Researchers from the University of Hong Kong, led by Jinhao Zhang and including Zhexuan Zhou, Huizhe Li, Yichen Lai, Wenlong Xia, Haoming Song, Youmin Gong, and Jie Me, have developed a new approach to improve the efficiency of robotic manipulation skills using 3D vision. Their work, titled “PocketDP3: Efficient Pocket-Scale 3D Visuomotor Policy,” was recently published in a leading scientific journal.
The team’s research focuses on addressing a common issue in current 3D vision-based diffusion policies: the mismatch between a compact point-cloud encoder and a large decoder. This mismatch can lead to inefficiencies and increased model size. To tackle this, the researchers introduced PocketDP3, a lightweight 3D diffusion policy that replaces the heavy conditional U-Net decoder used in previous methods with a Diffusion Mixer (DiM) built on MLP-Mixer blocks. This new architecture allows for efficient fusion across temporal and channel dimensions, significantly reducing the model’s size.

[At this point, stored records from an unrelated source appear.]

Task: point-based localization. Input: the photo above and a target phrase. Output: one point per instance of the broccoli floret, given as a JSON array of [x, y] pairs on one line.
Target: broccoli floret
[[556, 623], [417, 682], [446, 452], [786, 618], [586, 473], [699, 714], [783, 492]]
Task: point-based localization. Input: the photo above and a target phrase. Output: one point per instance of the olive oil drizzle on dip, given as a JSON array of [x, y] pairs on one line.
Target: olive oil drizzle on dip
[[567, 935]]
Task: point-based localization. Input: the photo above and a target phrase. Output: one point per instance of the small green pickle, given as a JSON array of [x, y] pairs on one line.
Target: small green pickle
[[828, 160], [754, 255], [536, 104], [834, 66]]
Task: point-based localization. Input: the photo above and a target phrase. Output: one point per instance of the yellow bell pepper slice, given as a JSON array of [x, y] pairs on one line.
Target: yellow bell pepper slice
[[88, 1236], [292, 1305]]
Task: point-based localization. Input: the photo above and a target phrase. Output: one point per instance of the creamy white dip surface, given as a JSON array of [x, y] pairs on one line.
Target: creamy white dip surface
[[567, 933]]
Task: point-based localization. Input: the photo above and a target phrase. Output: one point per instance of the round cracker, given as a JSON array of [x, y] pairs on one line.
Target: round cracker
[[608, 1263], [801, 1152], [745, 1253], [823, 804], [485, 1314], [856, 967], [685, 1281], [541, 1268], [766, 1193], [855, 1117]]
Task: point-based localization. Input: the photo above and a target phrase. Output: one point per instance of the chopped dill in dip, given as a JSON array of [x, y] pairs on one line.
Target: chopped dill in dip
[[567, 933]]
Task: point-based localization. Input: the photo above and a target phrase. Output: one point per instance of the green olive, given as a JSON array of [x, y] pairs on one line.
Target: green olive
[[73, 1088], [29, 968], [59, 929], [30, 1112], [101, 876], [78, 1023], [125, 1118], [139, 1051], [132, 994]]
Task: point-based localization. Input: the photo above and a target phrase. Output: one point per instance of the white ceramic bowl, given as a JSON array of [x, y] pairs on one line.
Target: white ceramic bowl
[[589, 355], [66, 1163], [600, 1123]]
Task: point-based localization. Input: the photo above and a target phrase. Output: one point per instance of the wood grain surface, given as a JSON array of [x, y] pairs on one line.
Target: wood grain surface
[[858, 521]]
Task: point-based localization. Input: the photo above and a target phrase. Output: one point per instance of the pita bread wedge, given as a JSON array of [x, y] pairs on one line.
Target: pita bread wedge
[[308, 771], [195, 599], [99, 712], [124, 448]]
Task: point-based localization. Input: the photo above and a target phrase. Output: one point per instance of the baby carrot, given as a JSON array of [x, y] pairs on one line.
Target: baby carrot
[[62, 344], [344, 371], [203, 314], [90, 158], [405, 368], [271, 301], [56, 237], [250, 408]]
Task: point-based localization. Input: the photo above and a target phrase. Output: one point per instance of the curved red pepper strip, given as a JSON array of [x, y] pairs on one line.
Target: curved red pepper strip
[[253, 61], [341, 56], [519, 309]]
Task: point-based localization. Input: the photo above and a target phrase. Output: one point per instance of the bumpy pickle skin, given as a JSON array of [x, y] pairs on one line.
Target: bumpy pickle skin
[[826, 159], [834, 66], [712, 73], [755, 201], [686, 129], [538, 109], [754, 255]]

One of the key advantages of PocketDP3 is its ability to support two-step inference without compromising performance, making it more practical for real-time deployment. The researchers tested their method across three simulation benchmarks—RoboTwin2.0, Adroit, and MetaWorld—and found that PocketDP3 achieved state-of-the-art performance with fewer than 1% of the parameters of prior methods. Additionally, the method demonstrated faster inference times.

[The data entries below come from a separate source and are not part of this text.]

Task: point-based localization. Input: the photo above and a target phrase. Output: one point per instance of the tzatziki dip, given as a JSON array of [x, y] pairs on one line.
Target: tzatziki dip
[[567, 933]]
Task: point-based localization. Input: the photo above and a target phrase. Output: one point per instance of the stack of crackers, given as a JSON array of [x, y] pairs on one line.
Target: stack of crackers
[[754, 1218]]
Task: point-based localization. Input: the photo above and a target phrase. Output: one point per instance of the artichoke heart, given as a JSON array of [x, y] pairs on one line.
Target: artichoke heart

Real-world experiments further validated the practicality and transferability of PocketDP3 in real-world settings. The researchers plan to release the code for their method, allowing other scientists and engineers to build upon their work.
For the energy sector, this research could have practical applications in automating tasks in hazardous or hard-to-reach environments, such as inspecting and maintaining infrastructure like wind turbines, solar panels, or pipelines. The efficient and lightweight nature of PocketDP3 could make it particularly suitable for deployment in these challenging settings, improving safety and reducing costs. Additionally, the method’s ability to learn complex manipulation skills could be applied to tasks like repairing or replacing equipment, further enhancing the capabilities of robotic systems in the energy industry.
The research was published in the journal Science Robotics, a reputable source for cutting-edge advancements in the field of robotics.
This article is based on research available at arXiv.